It all began to fall apart when my brother Jim died in August of 2018. Nothing since has ever felt the same. Until it happened I couldn’t have known my little brother was a weight-bearing cornerstone of my planet. It’s small solace to know how much I’m sure this pleases him.
It happened the same week my one and only son moved to NYC (soon to be San Diego, and then West Hollywood). The same week one of my closest friend’s sons stepped in front of a train.
Every single belief I held as a sure thing came into question. I now know there are no sure things. I knew it all along, I just didn’t want to believe it.
My daughter became a teenager the following summer. To see her face it was suddenly necessary I look up instead of down, more discombobulating than you might think. Sometimes she now buckles her knees just to make me happy.
Once everything started to settle, the hole I found in the center of my heart was enormous, much bigger than my twisted family could fill with its’ entertaining stupidity. It was so much more fun to focus on my psychotic fucking mother, to direct my anger at my bully of a sister. They have not changed, just the insanity of the moment.
It was so much safer to be in the eye of the storm, pretending to be above it all.
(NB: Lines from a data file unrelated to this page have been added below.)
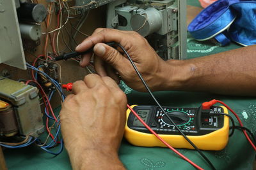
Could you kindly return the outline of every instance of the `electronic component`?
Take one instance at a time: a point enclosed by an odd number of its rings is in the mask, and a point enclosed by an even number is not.
[[[35,24],[20,24],[21,38],[22,39],[37,41],[42,35],[41,26]]]
[[[186,59],[186,1],[116,0],[107,10],[107,27],[138,32],[164,60]]]
[[[161,110],[154,106],[132,106],[140,117],[156,132],[174,148],[193,149]],[[164,107],[169,117],[196,146],[205,150],[220,150],[228,140],[228,118],[223,115],[209,116],[198,108]],[[212,106],[214,113],[228,113],[225,107]],[[141,146],[166,146],[158,141],[132,114],[127,111],[125,137],[131,144]]]
[[[19,135],[36,138],[44,132],[36,87],[0,77],[0,99],[5,101],[1,102],[2,108],[0,108],[0,135],[10,136],[18,132]],[[8,129],[3,128],[6,124],[10,126],[5,127]]]
[[[47,11],[42,4],[22,3],[17,10],[19,20],[41,23],[46,18]]]
[[[0,64],[26,69],[24,46],[29,50],[40,44],[38,23],[45,20],[47,10],[43,4],[24,0],[0,1]]]
[[[10,103],[0,100],[0,136],[9,137],[18,131],[13,108]]]
[[[26,69],[14,1],[1,1],[0,5],[0,63]]]

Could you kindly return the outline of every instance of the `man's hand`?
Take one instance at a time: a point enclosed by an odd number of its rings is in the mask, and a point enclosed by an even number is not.
[[[61,132],[74,169],[122,169],[117,152],[126,96],[109,77],[89,74],[73,84],[62,104]]]
[[[137,90],[145,91],[141,81],[122,49],[117,48],[116,50],[102,43],[111,41],[118,43],[124,47],[152,90],[164,90],[163,85],[168,84],[166,76],[172,77],[170,74],[172,73],[169,71],[172,67],[168,67],[147,41],[136,32],[97,29],[76,50],[83,52],[94,46],[94,65],[99,74],[109,76],[118,81],[118,78],[115,73],[117,71],[129,86]],[[87,66],[91,56],[92,53],[84,55],[80,65],[83,67]]]

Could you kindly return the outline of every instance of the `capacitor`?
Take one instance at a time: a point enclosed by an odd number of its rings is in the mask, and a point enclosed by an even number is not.
[[[10,104],[0,100],[0,135],[10,137],[18,131],[13,108]]]
[[[36,41],[42,35],[41,26],[36,24],[20,24],[20,34],[22,38]]]
[[[41,23],[45,19],[47,11],[42,4],[25,3],[17,10],[19,20]]]
[[[159,11],[154,8],[148,8],[132,17],[131,27],[132,31],[143,36],[147,36],[161,28],[162,20],[163,17]]]

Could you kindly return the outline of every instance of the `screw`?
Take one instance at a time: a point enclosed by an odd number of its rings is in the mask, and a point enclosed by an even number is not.
[[[9,71],[6,69],[3,69],[2,71],[2,76],[4,77],[7,77],[7,76],[10,76]]]
[[[178,10],[177,10],[177,9],[172,9],[172,12],[173,13],[177,13],[178,11]]]

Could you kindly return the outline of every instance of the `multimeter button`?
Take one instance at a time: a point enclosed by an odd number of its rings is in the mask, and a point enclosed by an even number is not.
[[[154,122],[153,122],[151,124],[151,127],[156,127],[156,124]]]
[[[205,118],[204,120],[204,122],[209,122],[209,118]]]

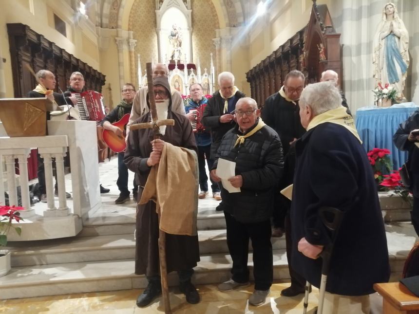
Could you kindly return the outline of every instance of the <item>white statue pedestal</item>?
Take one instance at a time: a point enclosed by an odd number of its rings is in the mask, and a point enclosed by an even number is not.
[[[73,212],[84,221],[101,205],[96,123],[49,121],[47,127],[49,135],[68,137]]]

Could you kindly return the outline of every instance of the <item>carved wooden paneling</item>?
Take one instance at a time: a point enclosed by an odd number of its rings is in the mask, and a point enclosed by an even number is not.
[[[89,69],[90,79],[86,85],[101,92],[105,77],[74,55],[38,34],[27,25],[20,23],[7,24],[12,73],[15,97],[25,97],[36,85],[35,79],[25,67],[30,65],[36,72],[43,69],[51,71],[58,86],[66,89],[71,73],[79,71],[83,74]]]
[[[340,37],[326,5],[315,2],[307,25],[246,74],[252,98],[263,104],[266,97],[279,90],[285,76],[293,70],[304,74],[306,84],[319,81],[322,72],[327,69],[342,77]],[[326,56],[324,61],[319,60],[317,45],[321,43]],[[341,84],[343,80],[340,80]]]

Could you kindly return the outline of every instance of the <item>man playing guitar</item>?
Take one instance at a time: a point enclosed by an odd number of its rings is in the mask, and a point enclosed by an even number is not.
[[[102,126],[105,130],[113,132],[125,143],[125,136],[124,130],[112,124],[119,121],[125,114],[129,114],[133,107],[133,101],[135,95],[135,88],[131,83],[126,83],[122,87],[122,100],[121,102],[111,111],[102,120]],[[127,121],[128,122],[128,120]],[[124,127],[124,129],[126,125]],[[118,153],[118,180],[116,185],[119,190],[119,196],[115,200],[116,204],[122,204],[130,200],[130,190],[128,189],[128,168],[124,163],[125,151]],[[138,186],[133,183],[133,194],[134,200],[136,200]]]

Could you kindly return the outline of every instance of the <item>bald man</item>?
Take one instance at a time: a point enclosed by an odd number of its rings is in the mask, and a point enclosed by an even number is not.
[[[320,78],[320,81],[333,82],[335,86],[338,89],[339,88],[339,76],[338,74],[333,70],[326,70],[322,73],[322,77]],[[352,114],[351,113],[351,111],[346,103],[346,98],[345,98],[345,94],[343,92],[340,90],[340,89],[339,90],[341,92],[341,96],[342,97],[342,106],[346,108],[346,112],[347,112],[348,114],[352,115]]]

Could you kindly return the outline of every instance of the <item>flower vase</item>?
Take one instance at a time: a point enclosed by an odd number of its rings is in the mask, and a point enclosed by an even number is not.
[[[11,268],[11,252],[8,250],[0,250],[0,277],[6,275]]]
[[[388,98],[382,98],[381,101],[381,107],[391,107],[391,99]]]

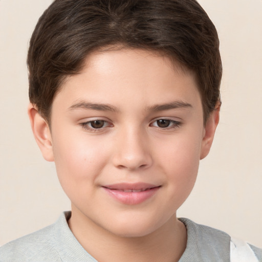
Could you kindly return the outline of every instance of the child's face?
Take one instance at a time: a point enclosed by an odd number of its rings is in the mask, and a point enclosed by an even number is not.
[[[91,55],[54,99],[46,157],[53,154],[73,215],[129,236],[176,218],[217,124],[211,115],[204,127],[203,116],[193,75],[168,58],[139,50]]]

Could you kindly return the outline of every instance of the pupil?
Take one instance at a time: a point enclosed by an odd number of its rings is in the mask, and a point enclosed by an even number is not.
[[[91,126],[93,128],[101,128],[104,125],[104,121],[103,120],[95,120],[91,122]]]
[[[169,125],[170,120],[167,120],[165,119],[160,119],[157,120],[158,125],[159,127],[167,127]]]

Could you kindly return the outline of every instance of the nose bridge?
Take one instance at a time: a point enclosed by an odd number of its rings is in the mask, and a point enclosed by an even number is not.
[[[146,133],[139,126],[123,127],[117,134],[114,165],[130,170],[146,168],[152,164]]]

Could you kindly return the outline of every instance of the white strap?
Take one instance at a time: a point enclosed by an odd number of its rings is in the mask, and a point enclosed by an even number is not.
[[[231,237],[230,262],[259,262],[250,246],[244,241]]]

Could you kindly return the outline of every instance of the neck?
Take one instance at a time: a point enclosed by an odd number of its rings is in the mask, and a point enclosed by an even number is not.
[[[185,249],[186,229],[176,215],[153,232],[128,237],[109,232],[74,209],[72,207],[69,227],[83,248],[98,261],[175,262]]]

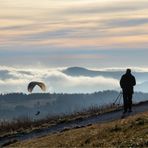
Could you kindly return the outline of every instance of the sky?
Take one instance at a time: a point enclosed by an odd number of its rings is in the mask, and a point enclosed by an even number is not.
[[[147,0],[0,0],[0,92],[26,92],[32,80],[47,81],[49,92],[119,89],[117,79],[71,77],[58,68],[147,71],[147,6]]]
[[[148,67],[147,0],[0,0],[0,65]]]

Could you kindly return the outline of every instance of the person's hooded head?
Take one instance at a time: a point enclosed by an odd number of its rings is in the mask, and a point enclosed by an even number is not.
[[[126,74],[131,74],[131,69],[128,68],[128,69],[126,70]]]

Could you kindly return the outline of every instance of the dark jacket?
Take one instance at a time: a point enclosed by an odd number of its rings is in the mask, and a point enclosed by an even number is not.
[[[136,85],[135,77],[131,73],[126,73],[121,77],[120,86],[123,93],[133,93],[133,87]]]

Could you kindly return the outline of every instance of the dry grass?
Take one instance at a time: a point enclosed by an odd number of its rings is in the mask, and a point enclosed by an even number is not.
[[[48,128],[53,124],[59,124],[64,122],[71,122],[77,119],[84,119],[90,116],[102,114],[104,112],[110,112],[116,110],[117,106],[92,106],[88,109],[84,109],[80,112],[73,112],[72,114],[63,114],[61,116],[49,116],[41,120],[32,120],[29,117],[20,117],[14,119],[11,122],[3,121],[0,123],[0,137],[13,135],[17,133],[31,132],[36,129]]]
[[[148,112],[18,142],[14,147],[148,147]]]

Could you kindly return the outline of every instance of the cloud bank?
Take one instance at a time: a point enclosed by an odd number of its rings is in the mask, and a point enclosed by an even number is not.
[[[143,89],[147,85],[147,69],[133,68],[139,71],[137,75],[137,90]],[[27,92],[27,85],[31,81],[42,81],[47,86],[47,92],[50,93],[91,93],[102,90],[120,90],[119,79],[116,78],[122,68],[99,69],[102,72],[114,72],[113,75],[104,76],[71,76],[63,73],[62,69],[34,69],[34,68],[12,68],[7,66],[0,67],[0,92]],[[143,77],[145,74],[145,77]],[[115,75],[115,76],[114,76]],[[142,79],[140,78],[142,75]],[[143,86],[143,87],[141,87]],[[33,92],[42,92],[36,87]]]

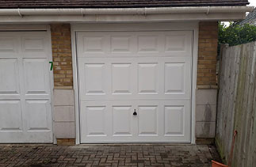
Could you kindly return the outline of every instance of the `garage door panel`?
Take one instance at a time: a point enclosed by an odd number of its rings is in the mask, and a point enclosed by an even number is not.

For the last three years (is it really?) I’ve been spackling and gluing, dumping a panoply of addictive possibilities into my own personal toxic landfill: tequila & gay bars, ice cream treats & insulin shots.
I decided my therapist was less than helpful when she claimed I spent too much time fantasizing, supposedly a by-product of childhood. Seriously? Life has always been way too real.
Meanwhile, the husband whose calm demeanor once seemed like a saving grace became an emotionless choking anchor around my throat. The promise to love, honor and cherish is one he wants me to fulfill, even if it leaves me bound and gagged on the bottom of the ocean floor.
Forgive me for being s(h)el(l)fish.
I’m no longer happy being a twisted observer even if it means I’m safe. The passive role leaves me gasping for the person I was meant to be: pro-active, impatient, brash and assertive. I’d rather make an atomic mistake and go out with a spectacular bang being true to myself.
Hiding behind others is so unnecessary when I’m twisted all on my own.